With the concession, McCrory becomes the state’s first governor to lose a re-election bid. His defeat followed the nation’s second costliest gubernatorial race and North Carolina’s most expensive ever.
McCrory’s concession comes nearly a month after Election Day, following dozens of election complaints filed by Republicans with help from the governor’s campaign. The majority of them were dismissed by GOP-controlled county election boards.
McCrory referenced those concerns in his concession video, calling them “continued questions that should be answered regarding the voting process.” The governor called Saturday for a State Bureau of Investigation probe into absentee ballots in Bladen County, shortly after the State Board of Elections dismissed a protest calling for those ballots to be thrown out.
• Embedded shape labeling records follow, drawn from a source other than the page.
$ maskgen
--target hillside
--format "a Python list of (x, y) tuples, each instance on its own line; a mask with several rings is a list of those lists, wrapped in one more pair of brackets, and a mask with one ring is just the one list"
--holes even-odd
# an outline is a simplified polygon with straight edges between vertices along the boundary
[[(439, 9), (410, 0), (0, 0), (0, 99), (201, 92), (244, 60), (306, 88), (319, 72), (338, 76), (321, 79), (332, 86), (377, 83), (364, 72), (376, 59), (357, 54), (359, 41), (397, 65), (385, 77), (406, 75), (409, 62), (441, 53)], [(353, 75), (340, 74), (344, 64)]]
Cooper had a lead of 10,263 votes over McCrory in nearly final election tallies on the State Board of Elections website Monday afternoon.
Cooper issued a written statement shortly after McCrory’s concession Monday, saying he looks forward to serving as governor.
“I want to thank Gov. McCrory and our First Lady Ann McCrory for their service to our state,” Cooper wrote. “Kristin and I look forward to working with them and their staff in what I expect will be a smooth transition. I’m proud to have received the support from so many who believe that we can come together to make a North Carolina that works for everyone. … While this was a divisive election season, I know still that there is more that unites us than divides us.”
One of the major issues in the McCrory-Cooper race was HB2, the bill passed earlier this year by the North Carolina legislature that purported to block efforts by any localities to provide certain equal rights to LGBT individuals which McCrory primarily highlighted as an effort to stop transgender people from using any bathroom in a public building other than the one assigned to their birth gender. In reality, the bill went far beyond that and led to boycotts of the state from the NBA and a number of other businesses as well as cross-filed lawsuits from McCrory and the U.S. Department of Justice. The fate of that law is unclear since Republicans appears to have held on to control of the legislature, but it seems clear that the voting public wasn’t pleased. This seems especially true considering the fact that McCrory’s loss came at the same time that Donald Trump won the state by more than 200,000 votes and Republican Senator Richard Burr was re-elected, also by more than 200,000 votes. Clearly, the public had had enough of him.
Really quite fascinating. McCrory was the poster boy of the anti-trans people. Somehow in a red state he managed to lose to he smallest minority in America.
Tiny glimmer of hope.
Came across this from Public Policy Polling:
http://www.publicpolicypolling.com/main/2016/12/why-pat-mccrory-lost-and-what-it-means-in-trumps-america.html
Really interesting short read.
@michael reynolds: He lost them money and made them look stupid. Either one they might be OK with, but both at once?